The solubilization of phosphate is not a simple phenomenon and depends on many factors, such as the nutritional, physiological and growth conditions of the cultures [36].The optimum conditions to maximize the solubilization of tricalcium phosphate by fungi were demonstrated in this paper, and results showed that the optimum conditions to solubilize tricalcium phosphate was achieved by using glucose, sucrose and xylose as carbon sources. Our results were in agreement with Bhattacharya et al. [15] who found that A. niger caused the highest solubilization of phosphorus when Pikovskaya broth medium amended with glucose as carbon source and ammonium sulphate as nitrogen source. A number of fungi had been reported to solubilize phosphate only in the presence of ammonium salts as nitrogen source [14]. Among the nitrogen sources used, ammonium chloride and tryptophan were found to be the best. Our study demonstrated that the optimum glucose concentration was 5% and the optimum pH was 3. The increasing in the content of released phosphorus by decreasing the pH value confirms the organic acid theory for phosphate solubilization [37].

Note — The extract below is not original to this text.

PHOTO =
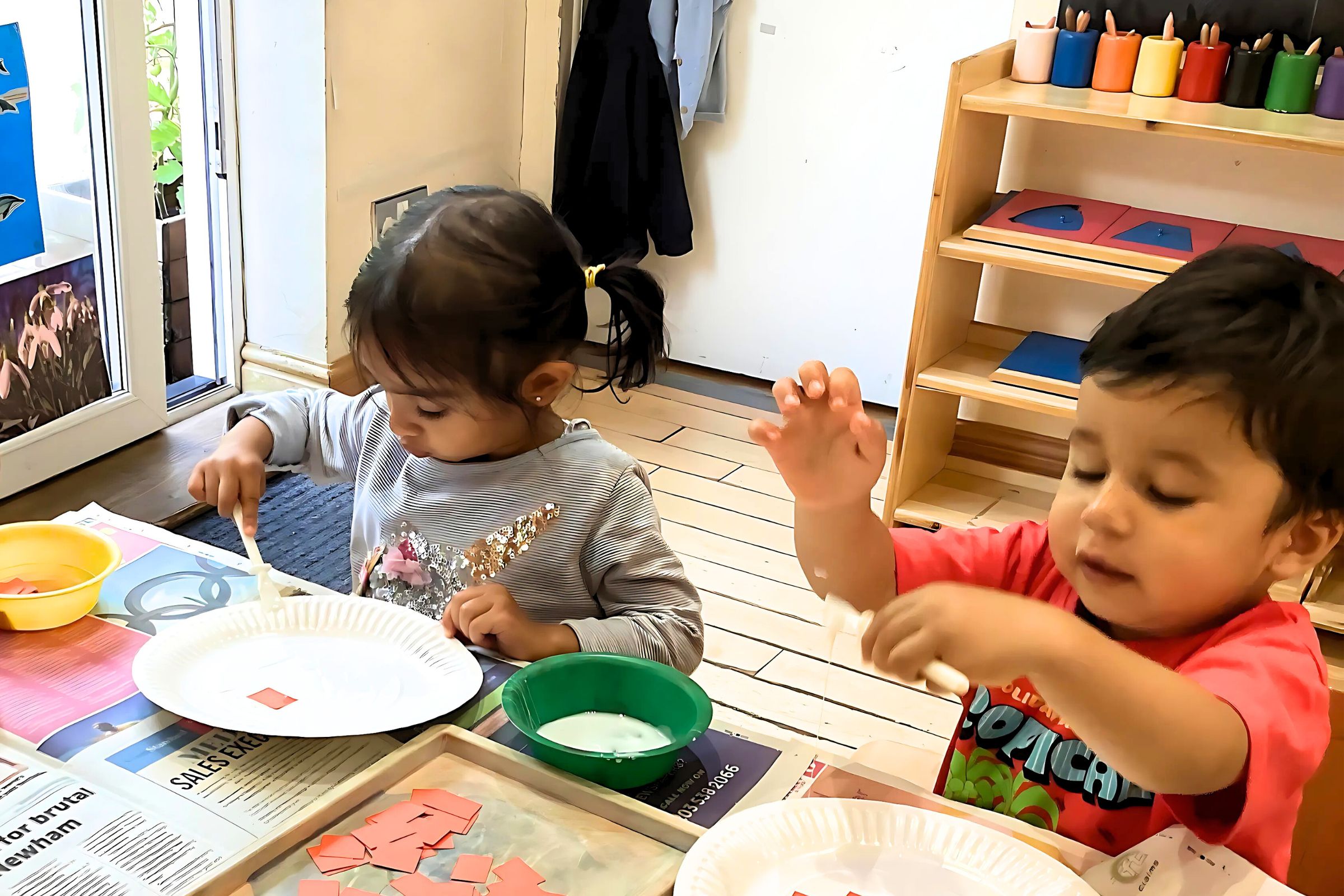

The time of incubation, strain of A. japonicus, and types of nutritive medium significantly influence the process of phosphate solubilization [38]. The above experimental results indicated the decrease in phosphorus concentration at the beginning of the experiment was due to utilization of P in growth and development of the organism during this period [39]. Our results agreed with Vyas et al. [40] who found increase the prolongation of incubation period from 3 to 9 days, followed by a significant decrease after 12 day of incubation.

5 Conclusions

A. japonicus 2 proved to be a potential phosphate solubilizing fungus. Furthermore, the ability of A. jabponicus 2 to convert insoluble tricalcium phosphate to soluble form was greatly enhanced by the incorporation of glucose and ammonium chloride in the medium. In addition, A. japonicus2 inhibited the growth of Alternaria alternata, Fusarium solani and Geotrichum candidum with high efficiency. Due to its numerous beneficial effects, A. japonicus2 strain has the potential to be established and commercially framed as a biofertilizer for field application, thus helping in increased phosphorus uptake by plants. Further studies should be done on isolation and identification of genes responsible for mineral phosphate solubilization activity by A. japonicus 2.